I have been reading a biography of Emily Dickinson called My Wars Are Laid Away In Books by Alfred Habegger. I will probably write more about what I’m learning in another post. Tonight I’d like to write about a cultural difference between Dickinson’s time (1830-1885) and today. Emily lived in a very religious culture, Calvinistic, and was often in a church or revival-situation or school in which the condition of her soul was of great concern. This was a culture of evangelism, a culture of “the saved” and “the reprobate,” a culture of talking about spiritual things.
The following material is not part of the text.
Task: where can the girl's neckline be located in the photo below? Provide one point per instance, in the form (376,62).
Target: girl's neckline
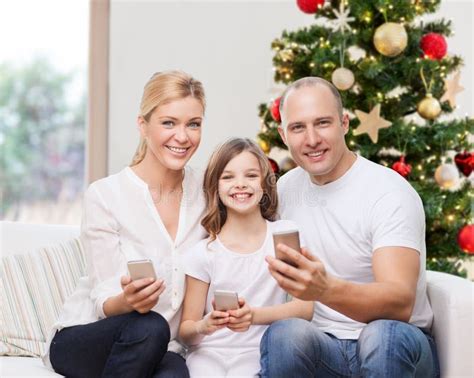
(244,254)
I am also from a Calvinistic culture, but there are great differences. What I am a part of is a sub-culture, not popular, not mainstream. My church family means a good deal to me, and my church does take some efforts to evangelize, but we don’t have any great revivals. Despite wishes to spread the good news, we have a tendency to stick to ourselves because we understand ourselves. And even within our own community of believers, we do not make a habit of talking about the condition of our souls. We are not timid to call ourselves “Christians” so much as to make the distinction between being saved and not being saved. I say “we” but I’m really talking about my own perception of the people around me.

Emily Dickinson was pressured to become one of the saved. Her saved family members wanted to be sure they would have her around in the next life. (Emily was resistant to these efforts, and that is all I’ll say about her soul. In the next life we’ll see if she did convert or not.)

In my life, we talk about heaven with hesitation. Unless you’re my daughters. They ask all sorts of questions about heaven, and it is clear they believe it exists. I believe it exists, too, but I suppose my hesitation comes from not wanting to sound too weird, too radical, too overly-religious. I am all those things, but I don’t want anyone to know. And that is different from the people Emily lived with.

I think a little pressure in the spiritual side of life might be good for folks. Get them thinking about their soul instead of hiding it or ignoring it. But I don’t like the thought of being the first one to start these conversations.